Anonymous 0 Comments

If you look at the plug of a the USB cable you’ll see it’s got 4 strips of metal.
Each of those strips plugs into a wire. The cord is actually 4 wires surrounded by a protector.
The left and right most strips carry power.
The middle two carry data.
There’s two for each because one is positive, the other is negative.

If you’re security conscious, you can slice open the protector.
The middle two (data) are connected to the white and green wire.
So if you cut those two, you can use the cable to charge from any random charger without worrying that someone is going to try installing things onto your phone via the wire.

Anonymous 0 Comments

Red color indicates the positive wire with 5 volts of DC power.
Black has always been the ground wire in almost all electronic devices.
White is the data as a “positive” wire, while
Green is also for the data , but as the negative wire.

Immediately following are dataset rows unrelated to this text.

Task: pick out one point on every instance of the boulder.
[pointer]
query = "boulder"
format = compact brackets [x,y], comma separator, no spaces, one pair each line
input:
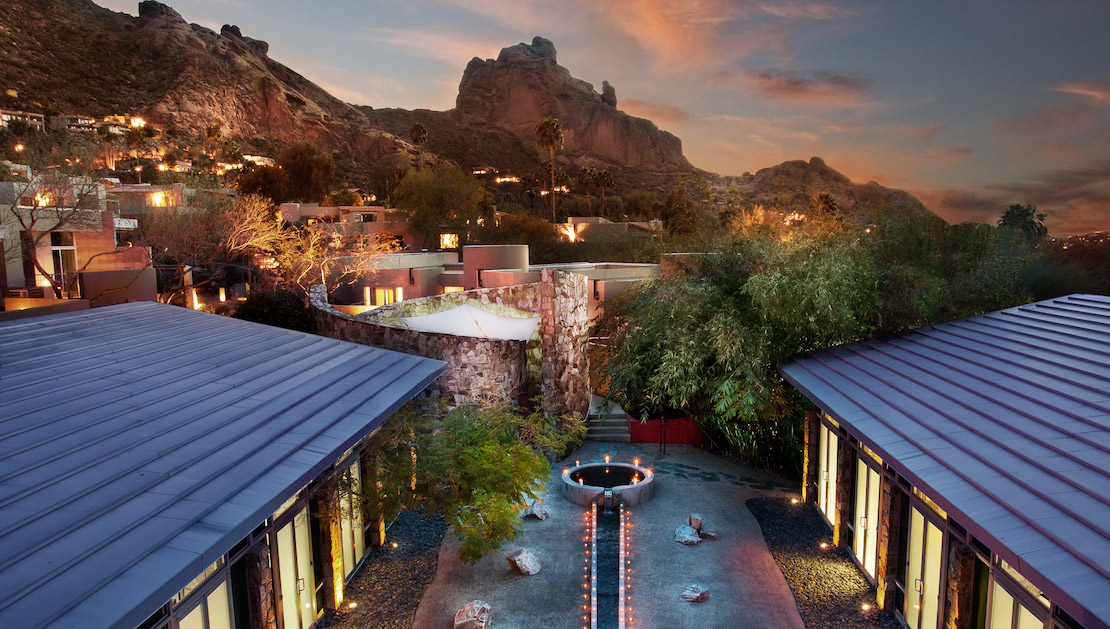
[525,83]
[537,510]
[474,615]
[523,561]
[694,521]
[686,535]
[695,594]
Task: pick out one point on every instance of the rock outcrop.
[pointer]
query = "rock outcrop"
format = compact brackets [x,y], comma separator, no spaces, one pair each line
[525,83]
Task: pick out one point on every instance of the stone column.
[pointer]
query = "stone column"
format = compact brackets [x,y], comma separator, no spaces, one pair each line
[960,588]
[260,587]
[564,321]
[809,456]
[888,543]
[845,463]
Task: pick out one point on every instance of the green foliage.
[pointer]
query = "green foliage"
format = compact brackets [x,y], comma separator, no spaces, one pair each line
[447,201]
[280,308]
[476,465]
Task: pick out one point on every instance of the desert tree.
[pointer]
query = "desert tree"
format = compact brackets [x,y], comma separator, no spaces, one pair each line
[48,209]
[417,134]
[550,135]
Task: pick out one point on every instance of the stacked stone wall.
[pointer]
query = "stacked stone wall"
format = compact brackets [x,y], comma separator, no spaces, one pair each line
[476,367]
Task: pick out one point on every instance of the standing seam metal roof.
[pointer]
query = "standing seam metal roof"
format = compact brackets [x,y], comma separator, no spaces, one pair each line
[139,443]
[1003,419]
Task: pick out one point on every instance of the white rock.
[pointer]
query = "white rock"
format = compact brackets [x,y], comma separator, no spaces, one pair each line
[474,615]
[686,535]
[523,561]
[695,594]
[694,521]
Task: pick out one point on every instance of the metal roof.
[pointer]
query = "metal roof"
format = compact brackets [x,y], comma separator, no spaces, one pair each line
[1003,419]
[141,442]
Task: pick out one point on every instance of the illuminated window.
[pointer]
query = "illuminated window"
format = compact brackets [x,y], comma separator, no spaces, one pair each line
[383,296]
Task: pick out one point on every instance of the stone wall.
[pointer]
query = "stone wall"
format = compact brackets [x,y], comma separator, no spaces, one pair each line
[564,321]
[480,365]
[475,366]
[960,588]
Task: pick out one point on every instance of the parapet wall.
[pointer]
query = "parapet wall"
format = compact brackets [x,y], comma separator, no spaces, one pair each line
[475,366]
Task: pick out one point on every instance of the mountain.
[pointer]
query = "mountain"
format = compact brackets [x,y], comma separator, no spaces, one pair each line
[73,57]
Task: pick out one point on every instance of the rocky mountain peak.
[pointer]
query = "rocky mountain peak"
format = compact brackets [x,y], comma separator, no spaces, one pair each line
[525,84]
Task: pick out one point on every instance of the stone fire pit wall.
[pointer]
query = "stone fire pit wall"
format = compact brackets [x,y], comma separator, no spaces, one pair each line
[474,365]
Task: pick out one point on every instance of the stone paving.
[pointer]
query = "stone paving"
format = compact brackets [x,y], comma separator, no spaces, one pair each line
[746,587]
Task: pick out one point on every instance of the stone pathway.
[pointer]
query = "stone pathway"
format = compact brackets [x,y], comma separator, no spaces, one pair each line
[746,587]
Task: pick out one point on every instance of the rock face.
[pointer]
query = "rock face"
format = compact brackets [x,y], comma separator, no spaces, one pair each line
[525,83]
[695,594]
[523,561]
[474,615]
[686,535]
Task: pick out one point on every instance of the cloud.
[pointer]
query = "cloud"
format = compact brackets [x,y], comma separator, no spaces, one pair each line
[453,50]
[816,89]
[1098,91]
[1077,200]
[659,113]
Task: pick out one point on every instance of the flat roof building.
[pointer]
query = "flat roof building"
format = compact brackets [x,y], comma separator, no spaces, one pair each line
[158,467]
[967,465]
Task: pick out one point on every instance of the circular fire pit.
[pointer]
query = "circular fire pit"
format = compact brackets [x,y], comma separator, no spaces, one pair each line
[607,484]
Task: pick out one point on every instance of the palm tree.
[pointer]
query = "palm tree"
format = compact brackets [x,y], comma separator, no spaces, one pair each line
[550,135]
[603,180]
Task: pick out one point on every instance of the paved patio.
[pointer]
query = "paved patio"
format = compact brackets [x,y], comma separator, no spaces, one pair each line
[746,587]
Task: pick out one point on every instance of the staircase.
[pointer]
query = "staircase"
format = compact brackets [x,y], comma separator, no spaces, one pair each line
[606,423]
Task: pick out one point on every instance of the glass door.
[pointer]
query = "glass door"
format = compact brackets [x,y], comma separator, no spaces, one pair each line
[922,572]
[826,482]
[868,483]
[294,564]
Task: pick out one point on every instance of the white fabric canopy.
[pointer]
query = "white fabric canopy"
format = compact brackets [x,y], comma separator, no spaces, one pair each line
[468,321]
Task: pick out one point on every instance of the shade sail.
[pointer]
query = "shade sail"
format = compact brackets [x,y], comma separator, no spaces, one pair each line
[468,321]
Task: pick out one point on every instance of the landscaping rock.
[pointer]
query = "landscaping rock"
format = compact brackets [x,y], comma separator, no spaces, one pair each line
[523,561]
[474,615]
[706,531]
[695,594]
[686,535]
[695,521]
[537,510]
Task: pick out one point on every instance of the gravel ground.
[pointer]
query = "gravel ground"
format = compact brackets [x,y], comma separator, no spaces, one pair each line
[827,585]
[391,581]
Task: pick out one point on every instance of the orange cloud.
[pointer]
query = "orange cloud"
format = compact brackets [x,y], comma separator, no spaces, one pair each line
[818,89]
[1098,91]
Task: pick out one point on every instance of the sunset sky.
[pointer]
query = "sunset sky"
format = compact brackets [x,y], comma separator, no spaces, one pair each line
[970,105]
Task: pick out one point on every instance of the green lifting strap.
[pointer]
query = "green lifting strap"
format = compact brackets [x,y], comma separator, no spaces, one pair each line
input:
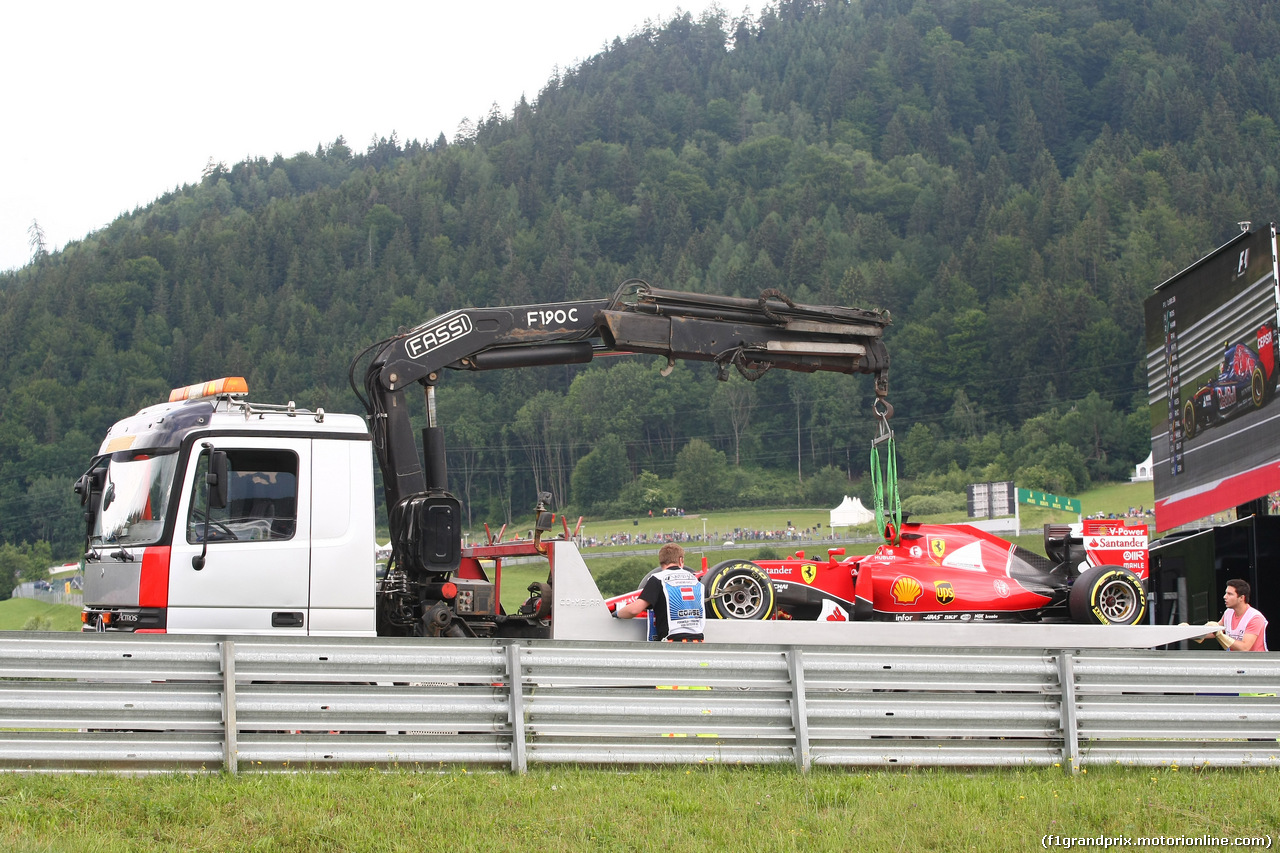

That was taken from https://turbofuture.com/computers/Color-Coded-Wire-inside-the-USB

The power and data simply use different wires

Anonymous 0 Comments

A USB cable has multiple smaller wires in it, which connect to different pins within the connector and socket. Some of those wires send and receive data, and others are used to recharge the battery of the device. Some devices require more power than can be safely sent over USB, such as some models of external hard drive, which is why those devices have separate power cables.